At present, the system only supports phoneme recognition.
You can also do it at word-level and may get a high error rate.
Another way is to decode with a lexcion and word-level language model using WFST which is not included in this system.
English Corpus: Timit
Chinese Corpus: 863 Corpus
Speaker | UtterId | Utterances |
---|---|---|
M50, F50 | A1-A521, AW1-AW129 | 650 sentences |
M54, F54 | B522-B1040,BW130-BW259 | 649 sentences |
M60, F60 | C1041-C1560 CW260-CW388 | 649 sentences |
M64, F64 | D1-D625 | 625 sentences |
All | 5146 sentences |
Speaker | UtterId | Utterances |
---|---|---|
M51, F51 | A1-A100 | 100 sentences |
M55, F55 | B522-B521 | 100 sentences |
M61, F61 | C1041-C1140 | 100 sentences |
M63, F63 | D1-D100 | 100 sentences |
All | 800 sentences |
pip3 install visdom
python -m visdom.server
pip install -r requirements.txt
bash run.sh data_prepare + AM training + LM training + testing
bash run.sh 1 AM training + LM training + testing
bash run.sh 2 LM training + testing
bash run.sh 3 testing
RNN LM training is not implemented yet. They are added to the todo-list.

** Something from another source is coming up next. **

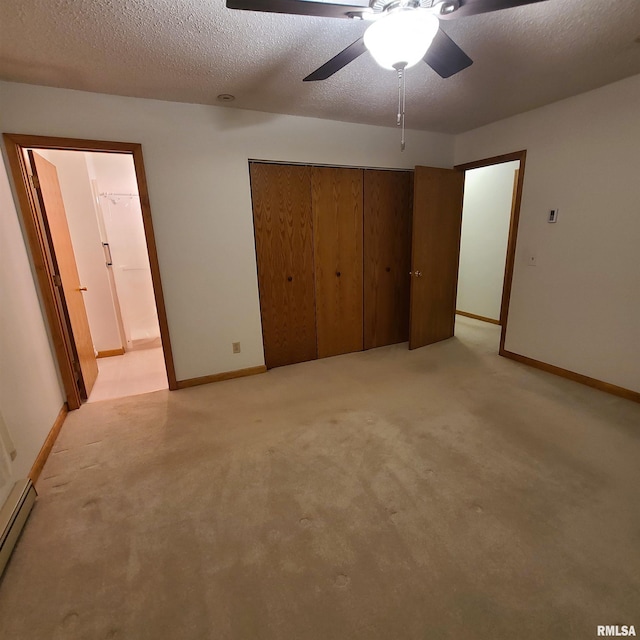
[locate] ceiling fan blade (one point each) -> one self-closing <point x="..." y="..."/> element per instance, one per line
<point x="298" y="7"/>
<point x="445" y="57"/>
<point x="474" y="7"/>
<point x="337" y="62"/>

Adjust the learning rate if the dev loss is around a specific loss for ten times.
Times of adjusting learning rate is 8 which can be alter in steps/train_ctc.py(line367).
Optimizer is nn.optimizer.Adam with weigth decay 0.005
Take the max prob of outputs as the result and get the path.
Calculate the WER and CER by used the function of the class.
Implemented with python. Original Code
I fix it to support phoneme for batch decode.
Beamsearch can improve about 0.2% of phonome accuracy.
Phoneme-level language model is inserted to beam search decoder now.